Einsamkeit, Gewalt, Sucht: So leiden Hamburger unter den Folgen des Lockdowns
Der Lockdown wird verlängert – und immer wieder die gleichen Appelle: „Wir müssen noch ein bisschen durchhalten“. Doch was, wenn das einfach nicht mehr geht? Wenn der Druck, die Angst zu groß werden? Mit jedem Tag länger im Lockdown verschlechtert sich die psychische Gesundheit der Menschen. Gewalt nimmt zu, überstandene Süchte schleichen sich wieder in den Alltag, und Gespräche drehen sich um Einsamkeit und Resignation. So ist die Lage in Hamburg.

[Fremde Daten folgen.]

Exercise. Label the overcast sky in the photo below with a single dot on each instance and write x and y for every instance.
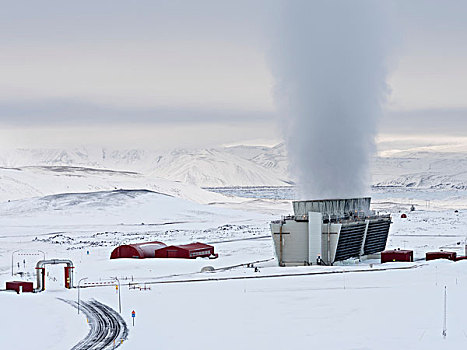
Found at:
(165, 74)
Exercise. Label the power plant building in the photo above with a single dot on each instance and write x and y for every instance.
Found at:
(326, 231)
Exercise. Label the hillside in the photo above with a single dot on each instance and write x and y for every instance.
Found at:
(398, 164)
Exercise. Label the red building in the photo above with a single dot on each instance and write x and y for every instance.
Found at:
(15, 285)
(186, 251)
(137, 250)
(397, 255)
(160, 250)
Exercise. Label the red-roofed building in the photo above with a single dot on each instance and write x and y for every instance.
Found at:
(137, 250)
(186, 251)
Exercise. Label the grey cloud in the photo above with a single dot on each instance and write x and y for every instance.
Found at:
(73, 112)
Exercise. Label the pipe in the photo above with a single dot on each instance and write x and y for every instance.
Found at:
(40, 272)
(280, 246)
(329, 239)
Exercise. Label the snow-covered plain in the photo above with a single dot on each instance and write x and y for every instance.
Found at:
(82, 214)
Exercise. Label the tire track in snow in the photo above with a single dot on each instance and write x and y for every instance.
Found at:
(108, 329)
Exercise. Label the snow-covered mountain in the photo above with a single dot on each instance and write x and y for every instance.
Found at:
(225, 166)
(400, 165)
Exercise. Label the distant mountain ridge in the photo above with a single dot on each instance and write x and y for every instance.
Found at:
(244, 165)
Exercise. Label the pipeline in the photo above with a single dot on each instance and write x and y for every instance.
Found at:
(40, 273)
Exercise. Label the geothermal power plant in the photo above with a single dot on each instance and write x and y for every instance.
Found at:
(326, 231)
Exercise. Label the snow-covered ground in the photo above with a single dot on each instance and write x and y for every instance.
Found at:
(367, 309)
(81, 213)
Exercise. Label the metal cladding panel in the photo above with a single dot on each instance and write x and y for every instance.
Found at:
(377, 236)
(350, 241)
(315, 221)
(328, 248)
(295, 241)
(337, 207)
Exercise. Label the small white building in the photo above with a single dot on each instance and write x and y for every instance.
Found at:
(325, 231)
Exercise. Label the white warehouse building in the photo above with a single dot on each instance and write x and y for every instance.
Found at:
(326, 231)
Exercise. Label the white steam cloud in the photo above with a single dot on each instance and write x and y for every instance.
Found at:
(330, 63)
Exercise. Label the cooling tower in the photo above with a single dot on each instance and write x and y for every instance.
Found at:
(330, 230)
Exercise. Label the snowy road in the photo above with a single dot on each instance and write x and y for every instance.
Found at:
(108, 329)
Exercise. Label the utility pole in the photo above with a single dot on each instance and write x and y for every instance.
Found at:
(119, 297)
(82, 279)
(445, 315)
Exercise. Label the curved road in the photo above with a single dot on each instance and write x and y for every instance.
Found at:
(108, 329)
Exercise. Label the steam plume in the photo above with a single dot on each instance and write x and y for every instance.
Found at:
(329, 61)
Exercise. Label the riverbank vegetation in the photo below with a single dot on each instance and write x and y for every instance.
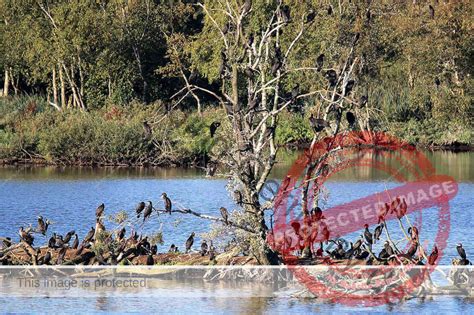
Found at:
(97, 70)
(229, 83)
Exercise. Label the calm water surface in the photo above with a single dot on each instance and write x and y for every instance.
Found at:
(69, 196)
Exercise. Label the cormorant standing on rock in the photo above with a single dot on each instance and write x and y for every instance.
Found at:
(462, 253)
(68, 236)
(90, 235)
(433, 256)
(52, 241)
(225, 215)
(26, 237)
(75, 244)
(149, 260)
(213, 127)
(100, 210)
(167, 201)
(190, 242)
(378, 232)
(139, 208)
(204, 248)
(147, 211)
(368, 236)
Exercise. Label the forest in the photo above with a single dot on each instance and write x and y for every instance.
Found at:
(116, 82)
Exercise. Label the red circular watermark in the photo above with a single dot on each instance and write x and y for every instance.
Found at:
(345, 280)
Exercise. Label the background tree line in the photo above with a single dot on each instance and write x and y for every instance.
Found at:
(121, 59)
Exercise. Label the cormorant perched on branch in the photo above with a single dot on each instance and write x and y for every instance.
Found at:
(350, 84)
(310, 17)
(247, 6)
(330, 10)
(285, 13)
(331, 76)
(139, 208)
(204, 248)
(100, 210)
(431, 11)
(363, 100)
(148, 210)
(317, 124)
(213, 127)
(320, 62)
(355, 39)
(276, 66)
(147, 130)
(225, 215)
(350, 119)
(190, 242)
(167, 201)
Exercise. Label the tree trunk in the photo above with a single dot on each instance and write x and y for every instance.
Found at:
(55, 88)
(63, 88)
(6, 84)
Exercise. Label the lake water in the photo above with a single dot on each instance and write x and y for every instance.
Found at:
(69, 196)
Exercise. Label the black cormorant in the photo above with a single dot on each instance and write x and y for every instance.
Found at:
(100, 210)
(320, 62)
(213, 127)
(75, 243)
(149, 260)
(52, 241)
(285, 13)
(167, 201)
(310, 17)
(350, 84)
(363, 100)
(377, 232)
(368, 236)
(47, 258)
(330, 10)
(26, 236)
(90, 235)
(42, 225)
(148, 210)
(204, 248)
(247, 6)
(351, 119)
(225, 215)
(139, 208)
(433, 256)
(317, 124)
(331, 76)
(68, 236)
(432, 12)
(189, 242)
(147, 130)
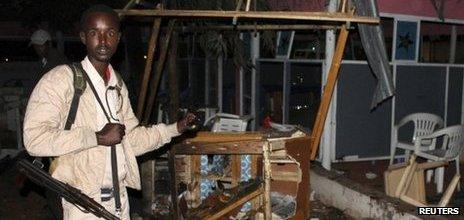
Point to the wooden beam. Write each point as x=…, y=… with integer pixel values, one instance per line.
x=252, y=27
x=147, y=72
x=240, y=147
x=216, y=214
x=328, y=91
x=271, y=15
x=159, y=73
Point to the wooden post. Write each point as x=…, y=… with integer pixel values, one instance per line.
x=159, y=72
x=267, y=181
x=172, y=172
x=147, y=72
x=173, y=82
x=328, y=90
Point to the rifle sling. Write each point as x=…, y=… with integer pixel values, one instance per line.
x=114, y=162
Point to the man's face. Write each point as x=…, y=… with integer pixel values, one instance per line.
x=101, y=36
x=41, y=50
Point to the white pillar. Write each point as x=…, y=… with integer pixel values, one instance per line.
x=207, y=80
x=453, y=44
x=219, y=82
x=254, y=54
x=327, y=144
x=240, y=85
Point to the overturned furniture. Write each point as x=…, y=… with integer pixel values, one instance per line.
x=269, y=150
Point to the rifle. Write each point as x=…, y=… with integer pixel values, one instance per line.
x=66, y=191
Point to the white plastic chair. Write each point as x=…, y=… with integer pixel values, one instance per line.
x=229, y=122
x=450, y=149
x=424, y=124
x=223, y=122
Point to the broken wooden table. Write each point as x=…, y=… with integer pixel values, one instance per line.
x=248, y=143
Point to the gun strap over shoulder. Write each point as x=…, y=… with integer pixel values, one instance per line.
x=79, y=84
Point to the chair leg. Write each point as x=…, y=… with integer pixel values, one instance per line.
x=458, y=172
x=449, y=191
x=405, y=180
x=392, y=154
x=439, y=176
x=406, y=155
x=430, y=173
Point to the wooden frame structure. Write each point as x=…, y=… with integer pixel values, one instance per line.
x=341, y=20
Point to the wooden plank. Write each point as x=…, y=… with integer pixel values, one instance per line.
x=233, y=205
x=225, y=136
x=235, y=169
x=328, y=91
x=416, y=191
x=405, y=180
x=267, y=181
x=146, y=73
x=159, y=73
x=299, y=149
x=449, y=191
x=172, y=171
x=271, y=15
x=242, y=147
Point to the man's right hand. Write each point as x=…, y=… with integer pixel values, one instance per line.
x=111, y=134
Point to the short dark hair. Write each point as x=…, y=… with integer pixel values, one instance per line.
x=97, y=9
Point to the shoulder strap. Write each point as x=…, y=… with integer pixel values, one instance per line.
x=79, y=88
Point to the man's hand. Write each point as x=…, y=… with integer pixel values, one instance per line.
x=111, y=134
x=186, y=122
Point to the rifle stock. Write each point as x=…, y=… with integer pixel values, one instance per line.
x=71, y=194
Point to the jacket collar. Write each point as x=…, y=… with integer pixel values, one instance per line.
x=95, y=76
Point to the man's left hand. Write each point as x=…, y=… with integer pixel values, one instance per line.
x=185, y=122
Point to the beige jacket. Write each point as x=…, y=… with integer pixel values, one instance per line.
x=80, y=161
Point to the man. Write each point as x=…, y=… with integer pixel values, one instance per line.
x=83, y=157
x=49, y=56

„Einsam ist, wer sich auch so fühlt“, sagt Stefanie Janssen aus der offenen Seniorenarbeit der Diakonie Hamburg. Mit dem Alleinsein kämen viele Senioren recht gut klar – so lange das soziale Gefüge noch besteht. „Durch den Wegfall aktivierender sozialer Angebote können Depressivität, Immobilität und kognitive Einschränkungen zunehmen“, sagt Janssen. Hinzu kommt, dass Einsamkeit nachweislich die Entstehung von Demenz fördere. Gerade die hochbetagten Menschen bauen derzeit geistig stark ab.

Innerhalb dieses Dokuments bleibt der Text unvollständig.